Over the past few years, the conversation around influencers has expanded into something much broader. What was once a niche marketing discipline has now become a core part of the creator economy. Content creators are no longer just participants in advertising campaigns—they build their own brands and products, sell digital content, collaborate with media outlets, organize events, and even become investors.
This broader dynamic is reshaping the entire industry and defining the trends that will shape the creator economy in 2026.
Authenticity wins over audience size
The long-standing principle of “more followers = more influence” is losing its relevance. Today, follower count no longer answers the most important question: do people actually care about what a creator does? Audiences value content that feels real—grounded in the creator’s lived experience—or genuinely entertaining. This kind of content is most often produced by niche creators with smaller but far more engaged communities.
Nano and micro creators are finally taking the place they deserve—not as “smaller and therefore cheaper,” but as the most relevant voices in specific topics, from food to beauty, from gardening to investing. Brand selection processes are also maturing, with follower count gradually moving into the background. Instead, brands are evaluating topical relevance, a creator’s authority within a specific niche, credibility, and real community engagement. In the end, it’s not those who look influential who win, but those who truly have a connection with their audience.
A growing focus on effectiveness
The era of evaluating creator-generated results subjectively is coming to an end. In the past, some brands relied on clear metrics, while others focused more on softer indicators such as reputation, relationships, or influencer loyalty. Effectiveness was never absent, but for a long time it was surrounded by subjective interpretations.
Today, a clear shift is taking place: more and more brands are returning to concrete, hard metrics. Economic uncertainty plays a major role here. According to CreatorIQ, as many as 51% of brand representatives say that this factor has pushed them to evaluate results much more strictly and justify investments in creators.
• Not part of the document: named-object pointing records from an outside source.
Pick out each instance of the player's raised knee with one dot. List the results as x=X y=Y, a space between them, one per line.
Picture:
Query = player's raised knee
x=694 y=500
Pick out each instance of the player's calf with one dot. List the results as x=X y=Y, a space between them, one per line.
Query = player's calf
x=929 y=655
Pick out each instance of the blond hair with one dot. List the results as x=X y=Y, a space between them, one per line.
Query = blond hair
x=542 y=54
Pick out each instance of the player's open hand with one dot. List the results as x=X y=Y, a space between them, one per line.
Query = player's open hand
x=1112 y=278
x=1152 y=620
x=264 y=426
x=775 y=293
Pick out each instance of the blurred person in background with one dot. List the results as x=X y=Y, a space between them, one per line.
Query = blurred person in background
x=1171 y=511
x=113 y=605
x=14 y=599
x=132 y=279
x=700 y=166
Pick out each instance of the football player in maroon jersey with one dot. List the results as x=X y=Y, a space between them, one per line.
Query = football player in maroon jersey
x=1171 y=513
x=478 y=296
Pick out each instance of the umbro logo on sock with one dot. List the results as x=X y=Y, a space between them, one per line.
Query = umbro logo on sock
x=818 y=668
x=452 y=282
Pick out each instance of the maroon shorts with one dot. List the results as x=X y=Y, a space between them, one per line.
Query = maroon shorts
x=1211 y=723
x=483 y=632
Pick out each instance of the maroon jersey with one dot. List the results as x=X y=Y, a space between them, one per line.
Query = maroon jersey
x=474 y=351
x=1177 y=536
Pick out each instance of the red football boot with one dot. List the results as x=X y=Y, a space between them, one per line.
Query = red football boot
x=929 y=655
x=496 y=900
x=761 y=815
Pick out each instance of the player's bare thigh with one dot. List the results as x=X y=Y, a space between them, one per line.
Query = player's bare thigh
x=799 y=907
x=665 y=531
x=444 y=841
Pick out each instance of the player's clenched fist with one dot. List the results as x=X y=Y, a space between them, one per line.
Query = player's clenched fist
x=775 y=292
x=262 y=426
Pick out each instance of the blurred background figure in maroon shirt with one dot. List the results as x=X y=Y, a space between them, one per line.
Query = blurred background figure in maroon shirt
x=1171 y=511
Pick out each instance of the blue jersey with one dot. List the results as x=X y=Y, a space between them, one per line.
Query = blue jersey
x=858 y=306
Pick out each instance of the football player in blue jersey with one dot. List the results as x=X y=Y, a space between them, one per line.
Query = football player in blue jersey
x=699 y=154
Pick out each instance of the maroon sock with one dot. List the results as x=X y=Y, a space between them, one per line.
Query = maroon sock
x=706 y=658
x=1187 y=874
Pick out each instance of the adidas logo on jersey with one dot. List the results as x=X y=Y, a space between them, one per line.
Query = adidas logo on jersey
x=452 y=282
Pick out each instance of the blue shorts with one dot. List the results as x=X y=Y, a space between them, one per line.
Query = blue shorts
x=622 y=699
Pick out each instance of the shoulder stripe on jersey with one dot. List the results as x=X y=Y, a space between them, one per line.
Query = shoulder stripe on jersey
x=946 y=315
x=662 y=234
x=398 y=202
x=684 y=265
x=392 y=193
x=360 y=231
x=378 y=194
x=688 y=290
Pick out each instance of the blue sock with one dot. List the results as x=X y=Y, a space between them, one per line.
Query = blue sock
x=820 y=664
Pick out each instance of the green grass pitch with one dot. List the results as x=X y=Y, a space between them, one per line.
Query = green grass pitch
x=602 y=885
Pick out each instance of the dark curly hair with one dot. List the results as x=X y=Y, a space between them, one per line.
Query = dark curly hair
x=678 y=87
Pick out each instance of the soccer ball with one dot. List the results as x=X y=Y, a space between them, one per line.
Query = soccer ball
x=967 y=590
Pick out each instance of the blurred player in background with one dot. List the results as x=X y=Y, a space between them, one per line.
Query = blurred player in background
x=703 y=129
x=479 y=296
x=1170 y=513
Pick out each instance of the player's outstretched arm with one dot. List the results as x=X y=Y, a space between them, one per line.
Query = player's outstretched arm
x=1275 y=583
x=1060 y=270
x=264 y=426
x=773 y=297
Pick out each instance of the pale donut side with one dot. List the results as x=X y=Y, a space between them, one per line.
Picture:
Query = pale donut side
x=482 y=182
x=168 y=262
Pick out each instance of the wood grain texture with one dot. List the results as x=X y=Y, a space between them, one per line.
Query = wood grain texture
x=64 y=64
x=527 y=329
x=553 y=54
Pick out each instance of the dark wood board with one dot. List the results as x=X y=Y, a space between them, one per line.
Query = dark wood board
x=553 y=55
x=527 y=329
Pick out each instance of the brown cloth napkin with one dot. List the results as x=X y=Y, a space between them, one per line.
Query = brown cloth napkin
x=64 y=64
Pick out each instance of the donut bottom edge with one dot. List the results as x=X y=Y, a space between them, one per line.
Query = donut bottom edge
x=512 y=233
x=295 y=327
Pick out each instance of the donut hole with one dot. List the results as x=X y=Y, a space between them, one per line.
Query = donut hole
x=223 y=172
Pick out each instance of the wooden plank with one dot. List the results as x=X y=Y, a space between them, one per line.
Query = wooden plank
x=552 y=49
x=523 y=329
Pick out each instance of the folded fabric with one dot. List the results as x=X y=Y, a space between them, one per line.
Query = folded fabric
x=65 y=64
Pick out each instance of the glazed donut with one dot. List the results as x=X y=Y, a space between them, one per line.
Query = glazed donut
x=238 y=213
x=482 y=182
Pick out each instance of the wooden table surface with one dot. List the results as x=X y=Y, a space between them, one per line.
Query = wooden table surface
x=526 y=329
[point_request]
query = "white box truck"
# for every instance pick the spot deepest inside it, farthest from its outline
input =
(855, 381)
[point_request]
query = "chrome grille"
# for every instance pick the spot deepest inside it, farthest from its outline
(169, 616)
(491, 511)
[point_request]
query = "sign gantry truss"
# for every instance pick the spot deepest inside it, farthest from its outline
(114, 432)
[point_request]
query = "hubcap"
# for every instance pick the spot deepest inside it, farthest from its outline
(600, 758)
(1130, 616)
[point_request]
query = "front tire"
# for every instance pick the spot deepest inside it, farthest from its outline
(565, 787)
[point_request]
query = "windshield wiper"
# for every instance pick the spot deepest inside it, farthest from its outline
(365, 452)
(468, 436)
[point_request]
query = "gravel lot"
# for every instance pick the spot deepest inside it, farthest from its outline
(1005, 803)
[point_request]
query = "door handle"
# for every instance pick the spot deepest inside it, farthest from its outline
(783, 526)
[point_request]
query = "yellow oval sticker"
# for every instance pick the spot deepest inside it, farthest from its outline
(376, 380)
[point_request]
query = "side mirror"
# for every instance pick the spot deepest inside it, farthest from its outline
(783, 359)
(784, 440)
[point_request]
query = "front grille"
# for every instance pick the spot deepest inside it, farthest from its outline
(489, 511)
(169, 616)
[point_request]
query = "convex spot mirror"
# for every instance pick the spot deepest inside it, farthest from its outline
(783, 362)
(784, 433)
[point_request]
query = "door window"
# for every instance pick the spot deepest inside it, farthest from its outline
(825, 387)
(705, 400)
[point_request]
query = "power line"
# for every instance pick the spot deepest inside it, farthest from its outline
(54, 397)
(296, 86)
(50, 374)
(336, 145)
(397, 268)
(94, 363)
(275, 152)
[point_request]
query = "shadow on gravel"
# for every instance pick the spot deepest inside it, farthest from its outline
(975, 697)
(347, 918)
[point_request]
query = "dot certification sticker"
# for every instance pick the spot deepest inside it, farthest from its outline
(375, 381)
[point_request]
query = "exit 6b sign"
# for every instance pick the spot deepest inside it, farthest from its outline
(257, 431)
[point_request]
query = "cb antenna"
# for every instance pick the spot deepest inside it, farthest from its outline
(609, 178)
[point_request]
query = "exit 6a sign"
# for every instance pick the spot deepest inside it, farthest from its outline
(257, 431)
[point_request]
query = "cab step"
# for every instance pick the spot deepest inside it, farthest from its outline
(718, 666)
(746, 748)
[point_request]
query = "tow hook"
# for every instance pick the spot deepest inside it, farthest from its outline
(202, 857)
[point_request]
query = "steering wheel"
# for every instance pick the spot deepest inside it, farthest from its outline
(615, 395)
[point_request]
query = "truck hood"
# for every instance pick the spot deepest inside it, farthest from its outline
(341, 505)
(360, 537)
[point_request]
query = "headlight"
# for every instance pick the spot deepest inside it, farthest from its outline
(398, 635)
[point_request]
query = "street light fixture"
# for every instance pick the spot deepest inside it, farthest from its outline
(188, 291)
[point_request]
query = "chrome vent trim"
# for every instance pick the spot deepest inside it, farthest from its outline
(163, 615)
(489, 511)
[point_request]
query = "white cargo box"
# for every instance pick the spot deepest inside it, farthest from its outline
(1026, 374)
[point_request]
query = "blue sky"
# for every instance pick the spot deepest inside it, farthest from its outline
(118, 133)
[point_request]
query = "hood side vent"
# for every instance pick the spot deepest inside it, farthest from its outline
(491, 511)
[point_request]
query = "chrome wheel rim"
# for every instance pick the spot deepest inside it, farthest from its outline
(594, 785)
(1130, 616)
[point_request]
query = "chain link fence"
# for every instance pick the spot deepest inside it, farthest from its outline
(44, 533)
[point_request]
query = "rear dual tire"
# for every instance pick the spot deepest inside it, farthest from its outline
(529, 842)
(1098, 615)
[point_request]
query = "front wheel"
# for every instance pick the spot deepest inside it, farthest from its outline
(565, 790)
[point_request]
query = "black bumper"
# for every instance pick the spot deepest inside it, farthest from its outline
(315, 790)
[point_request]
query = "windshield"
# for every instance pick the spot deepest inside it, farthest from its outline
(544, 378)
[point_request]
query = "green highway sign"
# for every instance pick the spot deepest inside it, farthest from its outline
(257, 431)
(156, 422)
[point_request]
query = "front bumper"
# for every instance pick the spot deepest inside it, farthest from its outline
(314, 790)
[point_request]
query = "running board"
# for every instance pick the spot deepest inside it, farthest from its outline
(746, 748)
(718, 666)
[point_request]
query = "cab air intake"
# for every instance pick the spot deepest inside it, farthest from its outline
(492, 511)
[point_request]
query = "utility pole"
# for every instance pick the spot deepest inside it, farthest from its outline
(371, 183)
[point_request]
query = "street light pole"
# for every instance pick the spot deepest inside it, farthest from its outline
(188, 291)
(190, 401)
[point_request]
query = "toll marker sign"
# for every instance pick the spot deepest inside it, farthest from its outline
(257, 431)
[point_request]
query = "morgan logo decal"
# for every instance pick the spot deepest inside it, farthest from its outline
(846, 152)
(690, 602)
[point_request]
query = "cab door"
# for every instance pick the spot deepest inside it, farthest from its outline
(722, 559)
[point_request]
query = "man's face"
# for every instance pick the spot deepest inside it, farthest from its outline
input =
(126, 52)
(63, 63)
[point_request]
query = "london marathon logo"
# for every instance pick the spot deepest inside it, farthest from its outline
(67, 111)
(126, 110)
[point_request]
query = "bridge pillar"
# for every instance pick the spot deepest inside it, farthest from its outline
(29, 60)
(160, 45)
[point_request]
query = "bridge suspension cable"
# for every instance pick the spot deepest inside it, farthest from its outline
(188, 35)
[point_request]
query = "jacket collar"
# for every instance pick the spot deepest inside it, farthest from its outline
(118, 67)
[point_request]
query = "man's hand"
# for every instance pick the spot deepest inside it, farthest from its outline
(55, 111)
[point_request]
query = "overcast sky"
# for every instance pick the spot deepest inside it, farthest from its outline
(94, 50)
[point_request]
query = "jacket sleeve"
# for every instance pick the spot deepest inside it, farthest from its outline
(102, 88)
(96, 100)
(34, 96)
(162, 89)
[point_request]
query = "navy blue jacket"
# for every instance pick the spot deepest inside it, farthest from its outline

Rising creator fees likely contribute to this shift as well.
The importance of content usage rights is also growing. Increasingly, effectiveness is tied to boosting creator content with paid media on social platforms, as this is the fastest way to reach audiences and improve return on investment.
The fading model of one-off campaigns
Brands are choosing one-off campaigns less and less often. Instead of isolated projects, they are opting for long-term partnerships, ambassador programs, and ongoing collaboration with the same creators. This direction is strengthening for several reasons.
First, cost efficiency. Creator selection, negotiations, contracts, and creative guidelines require significant time and resources for each campaign. Working with the same creators reduces these costs over time, as mutual understanding develops, workflows speed up, and results become more consistent.
Second, trust and influence. Long-term ambassadors have time to truly get to know the brand and its products, making their content more organic and convincing. When audiences see a creator consistently using and recommending a product over many months, natural skepticism gives way to genuine interest. This creates a stronger narrative and deeper engagement than any one-off post ever could.
And while social media remains the main space for brand–creator collaboration, partnerships are expanding into new formats. Joint product lines or even standalone brands are being launched; collaborations increasingly involve not just the creator, but their business. Some brands invite creators into marketing or creative director roles, while others offer equity instead of annual contracts. The ways brands can work with creators are more diverse than ever—and they will only continue to grow.
More real-life interaction
After several years of intense digitalization, the creator economy is returning to a simple principle: people want real connection. Social media fatigue, a growing desire for authenticity, and brands’ ambitions to build deeper relationships are driving a rise in live activations.
According to data from The Influencer Marketing Factory, audiences are open to this shift: more than half of respondents would consider attending creator-led events (such as live podcast recordings, discussions, or product launch events), and one-third say they would be likely to purchase a product during such experiences. This confirms that live interaction can generate stronger engagement than digital content alone.
In the Baltic states, this trend is also gaining momentum. Brands are increasingly organizing live launches, meet-ups, trips, experiential events, and creative workshops—not only for influencers, but also for their audiences. These formats allow brands to “go out into the real world,” while giving creators the opportunity to generate organic, experience-based content.
Entertain or die
Not quite so bluntly, but TikTok itself has essentially declared this truth. People go to social media for entertainment, and brands that want their attention must offer something that’s genuinely enjoyable to watch. Perfection or large budgets are no longer the key criteria—what matters is whether the content makes people stop scrolling.
Creativity is once again the core value. This doesn’t necessarily mean expensive, highly produced content—creativity can be playful, spontaneous, or imperfectly human. Even simple phone-shot videos can become cultural moments if they reflect what people are living and feeling right now.
This highlights the need to create at the pace of culture. Trends and topics change daily, so fast reactions and the ability to tap into the “here and now” allow brands to naturally integrate into everyday life. The most successful brands understand this. They give creators enough freedom to experiment, while maintaining clear guidelines. This balance enables content that feels organic and truly resonates with audiences—content that doesn’t just respond to culture, but actively shapes it.